Re: [HACKERS] PATCH: multivariate histograms and MCV lists

From: Tomas Vondra <tomas(dot)vondra(at)2ndquadrant(dot)com>
To: Dean Rasheed <dean(dot)a(dot)rasheed(at)gmail(dot)com>
Cc: Alvaro Herrera <alvherre(at)2ndquadrant(dot)com>, Andres Freund <andres(at)anarazel(dot)de>, Thomas Munro <thomas(dot)munro(at)enterprisedb(dot)com>, Mark Dilger <hornschnorter(at)gmail(dot)com>, Adrien Nayrat <adrien(dot)nayrat(at)dalibo(dot)com>, Pg Hackers <pgsql-hackers(at)postgresql(dot)org>
Subject: Re: [HACKERS] PATCH: multivariate histograms and MCV lists
Date: 2018-03-28 00:34:17
Message-ID: 681c6a78-2aef-769e-bd0f-290ac650e71d@2ndquadrant.com
Views: Raw Message | Whole Thread | Download mbox
Thread:
Lists: pgsql-hackers

On 03/27/2018 07:34 PM, Tomas Vondra wrote:
> On 03/27/2018 07:03 PM, Dean Rasheed wrote:
>> On 27 March 2018 at 14:58, Dean Rasheed <dean(dot)a(dot)rasheed(at)gmail(dot)com> wrote:
>>> On 27 March 2018 at 01:36, Tomas Vondra <tomas(dot)vondra(at)2ndquadrant(dot)com> wrote:
>>>> 4) handling of NOT clauses in MCV lists (and in histograms)
>>>>
>>>> The query you posted does not fail anymore...
>>>>
>>> Ah, it turns out the previous query wasn't actually failing for the
>>> reason I thought it was -- it was failing because it had a
>>> ScalarArrayOpExpr that was being passed to
>>> mcv_clauselist_selectivity() because of the wrong list being passed to
>>> it.

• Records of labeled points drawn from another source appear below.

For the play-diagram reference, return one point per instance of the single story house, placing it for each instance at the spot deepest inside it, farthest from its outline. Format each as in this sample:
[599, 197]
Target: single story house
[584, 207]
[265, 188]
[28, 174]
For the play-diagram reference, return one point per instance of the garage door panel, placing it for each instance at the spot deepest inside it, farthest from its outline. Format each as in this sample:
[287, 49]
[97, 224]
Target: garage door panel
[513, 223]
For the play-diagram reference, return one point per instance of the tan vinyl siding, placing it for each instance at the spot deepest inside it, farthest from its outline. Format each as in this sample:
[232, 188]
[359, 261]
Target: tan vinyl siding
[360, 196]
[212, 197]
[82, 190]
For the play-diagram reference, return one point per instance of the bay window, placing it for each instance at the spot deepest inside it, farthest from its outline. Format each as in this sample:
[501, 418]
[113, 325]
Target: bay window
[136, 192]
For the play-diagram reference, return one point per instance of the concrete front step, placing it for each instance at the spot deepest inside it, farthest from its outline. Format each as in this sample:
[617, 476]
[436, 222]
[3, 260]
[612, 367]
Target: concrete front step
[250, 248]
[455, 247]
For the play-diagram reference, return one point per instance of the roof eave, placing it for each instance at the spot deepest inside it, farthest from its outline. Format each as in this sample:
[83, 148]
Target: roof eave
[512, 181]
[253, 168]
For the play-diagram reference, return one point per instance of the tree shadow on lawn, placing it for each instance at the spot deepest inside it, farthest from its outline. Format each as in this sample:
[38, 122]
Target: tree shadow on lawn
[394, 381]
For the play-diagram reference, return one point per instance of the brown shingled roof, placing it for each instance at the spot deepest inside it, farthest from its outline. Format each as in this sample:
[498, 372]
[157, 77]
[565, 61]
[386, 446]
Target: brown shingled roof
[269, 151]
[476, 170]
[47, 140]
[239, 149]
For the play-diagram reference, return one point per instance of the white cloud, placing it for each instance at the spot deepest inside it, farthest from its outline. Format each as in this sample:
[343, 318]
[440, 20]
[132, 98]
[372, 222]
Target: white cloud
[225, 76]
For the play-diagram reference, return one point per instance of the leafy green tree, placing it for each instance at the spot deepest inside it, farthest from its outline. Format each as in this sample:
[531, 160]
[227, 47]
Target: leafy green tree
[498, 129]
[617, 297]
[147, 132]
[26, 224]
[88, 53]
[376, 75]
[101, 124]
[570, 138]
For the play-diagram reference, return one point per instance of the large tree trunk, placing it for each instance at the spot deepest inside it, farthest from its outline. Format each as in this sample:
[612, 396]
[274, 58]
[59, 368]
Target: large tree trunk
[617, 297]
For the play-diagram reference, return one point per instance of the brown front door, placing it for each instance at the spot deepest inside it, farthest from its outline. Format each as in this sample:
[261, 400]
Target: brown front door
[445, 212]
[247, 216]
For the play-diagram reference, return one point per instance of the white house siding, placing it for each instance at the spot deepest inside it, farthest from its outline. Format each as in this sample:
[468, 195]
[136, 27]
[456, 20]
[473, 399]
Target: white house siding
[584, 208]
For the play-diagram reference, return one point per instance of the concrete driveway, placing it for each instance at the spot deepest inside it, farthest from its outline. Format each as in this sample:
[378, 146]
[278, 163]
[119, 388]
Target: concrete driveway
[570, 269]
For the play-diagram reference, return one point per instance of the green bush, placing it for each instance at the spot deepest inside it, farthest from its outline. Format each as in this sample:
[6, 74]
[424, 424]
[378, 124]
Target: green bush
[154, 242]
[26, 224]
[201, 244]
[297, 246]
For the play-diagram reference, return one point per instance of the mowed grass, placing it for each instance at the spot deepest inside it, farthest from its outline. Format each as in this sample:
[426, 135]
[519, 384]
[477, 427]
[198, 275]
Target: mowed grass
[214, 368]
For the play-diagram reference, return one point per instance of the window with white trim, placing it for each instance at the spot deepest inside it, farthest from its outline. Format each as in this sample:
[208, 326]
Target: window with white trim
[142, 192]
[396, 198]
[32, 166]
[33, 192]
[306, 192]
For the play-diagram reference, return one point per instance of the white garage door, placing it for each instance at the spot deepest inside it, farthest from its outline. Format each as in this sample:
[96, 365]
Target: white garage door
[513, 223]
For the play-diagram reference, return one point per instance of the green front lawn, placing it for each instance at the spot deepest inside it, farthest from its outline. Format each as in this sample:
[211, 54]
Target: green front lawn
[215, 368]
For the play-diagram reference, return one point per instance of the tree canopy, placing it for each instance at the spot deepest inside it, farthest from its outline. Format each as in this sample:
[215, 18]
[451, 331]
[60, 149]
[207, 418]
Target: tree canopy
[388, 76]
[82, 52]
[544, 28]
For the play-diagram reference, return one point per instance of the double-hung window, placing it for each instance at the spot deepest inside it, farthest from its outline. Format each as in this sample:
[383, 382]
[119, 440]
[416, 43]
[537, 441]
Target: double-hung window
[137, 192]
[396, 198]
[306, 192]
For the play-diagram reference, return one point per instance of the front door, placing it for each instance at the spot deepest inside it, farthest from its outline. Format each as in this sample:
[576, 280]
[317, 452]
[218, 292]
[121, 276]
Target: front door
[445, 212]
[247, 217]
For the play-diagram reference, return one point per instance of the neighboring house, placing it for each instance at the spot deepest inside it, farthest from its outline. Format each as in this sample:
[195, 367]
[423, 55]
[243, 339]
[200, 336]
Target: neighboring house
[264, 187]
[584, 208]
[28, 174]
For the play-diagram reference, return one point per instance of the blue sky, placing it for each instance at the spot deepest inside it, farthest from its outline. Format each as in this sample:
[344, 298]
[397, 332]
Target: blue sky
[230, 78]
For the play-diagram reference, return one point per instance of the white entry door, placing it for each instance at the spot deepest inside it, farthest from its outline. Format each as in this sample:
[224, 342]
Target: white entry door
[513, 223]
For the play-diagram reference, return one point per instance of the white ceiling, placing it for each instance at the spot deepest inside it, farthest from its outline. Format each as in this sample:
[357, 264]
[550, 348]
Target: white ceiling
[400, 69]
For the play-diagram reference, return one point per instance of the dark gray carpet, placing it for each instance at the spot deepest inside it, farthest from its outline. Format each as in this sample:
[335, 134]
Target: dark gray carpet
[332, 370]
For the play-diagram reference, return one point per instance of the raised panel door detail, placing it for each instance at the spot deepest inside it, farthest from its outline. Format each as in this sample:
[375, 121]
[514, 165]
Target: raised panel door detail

I could see from the code that a NOT clause would have tripped it
>>> up, but most NOT clauses actually get rewritten by negate_clause() so
>>> they end up not being NOT clauses.
>>>
>>
>> Thinking about that some, I think that the only NOT clauses this needs
>> to actually worry about are NOTs of boolean Vars. Anything else that
>> this code supports will have been transformed into something other
>> than a NOT before reaching this point. Thus it might be much simpler
>> to handle that as a special case in statext_is_compatible_clause() and
>> mcv_update_match_bitmap(), rather than trying to support general NOT
>> clauses, and going through a recursive call to
>> mcv_update_match_bitmap(), and then having to merge bitmaps. NOT of a
>> boolean Var could then be treated just like var=false, setting the
>> appropriate attribute match entry if it's found in the MCV list. This
>> would allow clauses like (a=1 and NOT b) to be supported, which I
>> don't think currently works, because fullmatch won't get set.
>>
>
> Yes, I came to the same conclusion ;-) I'll send an updated patch later
> today.
>

Attached is a patch fixing this. In the end I've decided to keep both
branches - one handling boolean Vars and one for NOT clauses. I think
you're right we can only see (NOT var) cases, but I'm not sure about that.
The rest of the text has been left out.